The magnificent Fullerton Building is a grand neoclassical landmark built in 1928. Gazetted in December 2015 as a National Monument, it was once home to Singapore’s General Post Office, the Exchange Room and Exchange Reference Library, and the prestigious Singapore Club. For nearly a century, it played a pivotal role in Singapore’s rich history. Today, The Fullerton Hotel Singapore has been transformed into a stunning 400-room heritage hotel in Singapore.
Best Restaurants In Singapore
At Candlenut, the world’s first Peranakan restaurant to earn a Michelin star, Singaporean chef Malcolm Lee taps into his heritage and culinary training to deliver modern renditions of Straits Chinese dishes. Many are based on family recipes, such as the “yeye” (grandfather’s) curry, which is served as an appetizer of fried pastry cups (kueh pie tee shells) filled with crab meat, pickled shallots, and laksa leaves. Try the bakwan kepiting, a comforting chicken broth swimming with crab and pork balls and sliced bamboo shoots, and the buah keluak (an earthy black nut) curry with local chicken. And be sure to save room for dessert.

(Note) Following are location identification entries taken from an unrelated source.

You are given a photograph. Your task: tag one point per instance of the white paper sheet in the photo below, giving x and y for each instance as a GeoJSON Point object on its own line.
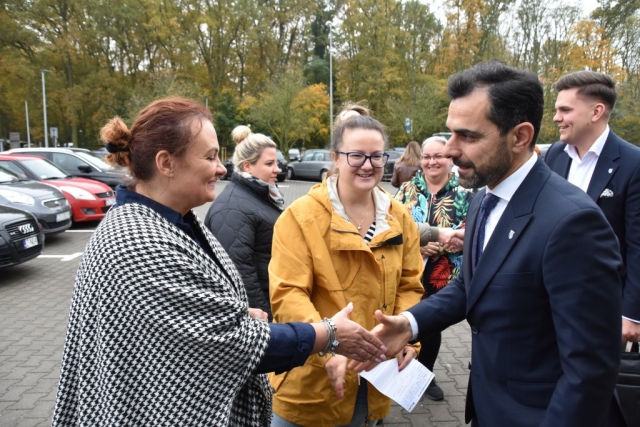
{"type": "Point", "coordinates": [406, 387]}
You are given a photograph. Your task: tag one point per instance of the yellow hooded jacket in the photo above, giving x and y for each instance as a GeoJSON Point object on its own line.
{"type": "Point", "coordinates": [319, 264]}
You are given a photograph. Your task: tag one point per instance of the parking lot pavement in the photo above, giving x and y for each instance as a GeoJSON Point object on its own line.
{"type": "Point", "coordinates": [34, 306]}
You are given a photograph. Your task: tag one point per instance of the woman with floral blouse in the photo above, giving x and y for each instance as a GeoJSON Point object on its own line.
{"type": "Point", "coordinates": [434, 196]}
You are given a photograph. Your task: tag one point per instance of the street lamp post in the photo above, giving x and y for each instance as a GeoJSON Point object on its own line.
{"type": "Point", "coordinates": [44, 109]}
{"type": "Point", "coordinates": [330, 25]}
{"type": "Point", "coordinates": [26, 112]}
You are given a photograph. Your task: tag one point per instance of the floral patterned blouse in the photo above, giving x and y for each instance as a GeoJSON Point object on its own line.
{"type": "Point", "coordinates": [446, 208]}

Pepe Moncayo worked for the internationally acclaimed and late Santi Santamaria at his eponymous, now-shuttered restaurant, and that pedigree shows at BAM!. The food here deftly combines Japanese produce and Western techniques, be it over a plancha or sous vide. The menu changes daily and every dish is bright yet complex; past highlights include chilled somen served in a balanced dashi with slivered almonds and grapes, and fried cod maw served in a silky Jerusalem artichoke emulsion and showered with Manjimup black truffles.
As the name Imperial Treasure Super Peking Duck Restaurant suggests, the Peking duck—sliced tableside—is the star of the show here, and it’s widely regarded as one of the best in town. Its beautifully lacquered, paper-thin skin is served first with a saucer of sugar for dipping. Luscious slices of duck breast arrive next. The rest goes back to the kitchen to be prepared in one of several ways: fried with noodles or vegetables, or made into a rich broth. Tip: Book in advance.
At Hajah Maimunah, a glass-and-metal counter contains trays of at least 30 different dishes that straddle the flavors of Malaysia and Indonesia. Among them are spoon-tender beef rendang (beef braised in a blend of chiles, onions, lemongrass, and coconut milk), sayur lodeh (cabbage, carrots, and green beans stewed in a spicy coconut gravy), and grilled spicy chicken. Point to the dishes that interest you and the friendly women behind the counter will dish them onto a plate of rice.
328 Katong Laksa
The menu at Singapore’s most famous laksa spot is tiny. There’s the star of the show, the creamy, coconutty, lightly spicy laksa noodles (conveniently cut into pieces so you can eat it with a spoon); the chunky fish otah made with fresh mackerel and wrapped in a banana leaf; and the perfectly decent nasi lemak (coconut rice with toppings). Know before you go, this isn’t the sort of place you come to linger over the food. It’s for fast, tasty food.
How to Stay Safe in Singapore
Singapore is an incredibly safe place to backpack and travel – even if you’re solo traveling, and even as a solo female traveler.
Singapore is notoriously strict on drugs. If you’re caught even with marijuana in your system, you’ll do jail time. You’ll also get fined up to $1,000 SGD ($730 USD) for things like littering, spitting, and smoking in public.
Always trust your gut instinct. If a taxi driver seems shady, stop the cab and get out. Make copies of your personal documents, including your passport and ID. Forward your itinerary along to loved ones so they’ll know where you are.
Most importantly, purchase good travel insurance. Travel insurance will protect you against illness, injury, theft, and cancellations. It’s comprehensive protection in case anything goes wrong.